Ambos vestían anoraks buenos, ella había caído en manos de algún mal medico estético y tenía uno de esos característicos rostros de mujer madura de piel tensa, prominentes pómulos, labios carnosos en exceso, y mirada espantada de bótox. Llevaba un Cartier de cadenita de oro y acero, incluso me fijé en la ausencia del anillo de casada y sentí lástima al deducir, de su adicción por la estética, una posible falta de autoestima, además del infierno por el que pasaba esa mujer, en soledad, bajo el yugo de ese dictadorzuelo de pacotilla. El muchacho, aspirino, ojeroso pero guapete, sacó un Iphone 15 al que se dedicó en cuerpo y alma desatendiendo las suaves sugerencias de su madre ofreciéndole agua, el niño faraón sonrió por algo que leyó, lo que animó a su abnegada madre a extenderle un exceso de crema de la cara, pero él la apartó de un manotazo gruñendo. Nos miró, avergonzada, mis hijas miraron hacia el barranco, y a mí se me acabó el estoicismo. Retiré mis rodillas de sus esquís (no sin antes proporcionarles un pequeño impulso para que cayeran en su dirección) y el embobado chaval, absorto en su móvil, cuando quiso reaccionar ante la lluvia de palos, sólo pudo ver cómo su IPhone caía al suelo encharcado y sonaba crock , al quedar encajado y suspendido en una junta del suelo abierta al abismo. El chico soltó un «mecagoenlaputa», sabía hablar además de gruñir, primera señal de vida inteligente que daba su mente, pegó tres patadas rabiosas de bota transformer al suelo y, mientras se afanaba infructuosamente en alcanzar su móvil entre artilugios de esquí empujándonos a todos, llegamos a la cima, se abrieron las puertas y salimos los cuatro atónitos con la escena. La madre, buscando el móvil, recibió una culada de su caprichoso niño, se desequilibró, le cogí los esquís y la ayudé a bajar.
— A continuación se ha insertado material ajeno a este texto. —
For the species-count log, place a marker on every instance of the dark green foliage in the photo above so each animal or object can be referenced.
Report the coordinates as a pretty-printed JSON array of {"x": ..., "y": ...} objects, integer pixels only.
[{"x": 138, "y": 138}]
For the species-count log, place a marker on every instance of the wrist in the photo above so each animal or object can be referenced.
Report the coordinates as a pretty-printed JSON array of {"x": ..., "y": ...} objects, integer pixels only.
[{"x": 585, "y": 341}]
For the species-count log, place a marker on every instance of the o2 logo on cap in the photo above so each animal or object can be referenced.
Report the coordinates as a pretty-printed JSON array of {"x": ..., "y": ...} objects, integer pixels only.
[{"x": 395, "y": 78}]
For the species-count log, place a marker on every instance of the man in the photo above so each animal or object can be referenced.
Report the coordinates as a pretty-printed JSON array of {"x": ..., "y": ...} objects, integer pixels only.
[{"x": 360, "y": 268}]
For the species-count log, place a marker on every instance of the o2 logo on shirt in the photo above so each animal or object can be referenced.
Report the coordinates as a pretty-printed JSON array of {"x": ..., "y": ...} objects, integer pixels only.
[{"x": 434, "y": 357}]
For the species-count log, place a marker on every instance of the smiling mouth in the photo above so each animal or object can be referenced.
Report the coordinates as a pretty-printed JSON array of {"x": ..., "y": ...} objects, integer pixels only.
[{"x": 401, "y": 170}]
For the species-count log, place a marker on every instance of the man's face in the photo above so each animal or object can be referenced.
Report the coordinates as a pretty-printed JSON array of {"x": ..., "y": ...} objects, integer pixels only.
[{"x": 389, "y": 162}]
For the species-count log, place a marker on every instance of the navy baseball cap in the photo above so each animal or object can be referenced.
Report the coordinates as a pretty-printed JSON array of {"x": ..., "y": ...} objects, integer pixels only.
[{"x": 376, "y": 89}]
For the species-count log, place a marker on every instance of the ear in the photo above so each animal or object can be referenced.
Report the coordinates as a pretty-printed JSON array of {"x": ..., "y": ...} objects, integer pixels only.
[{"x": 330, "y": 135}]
Estas cosas son muy rápidas, las puertas del telehuevo se volvieron a cerrar y el chico, por primera vez consciente de que mamá no le atendía, levantó la cara y gritando y pataleando se hizo pequeñito en el horizonte. Sinceramente, a estas alturas, Von der Layen, Sánchez y los defensores de lo woke ¿ Están valorando reclutar a nuestros jóvenes para enviarlos a la guerra? Como sean estos los valientes europeos que nos van a defender de los ataques (tanto del noreste como del sur) estamos apañados.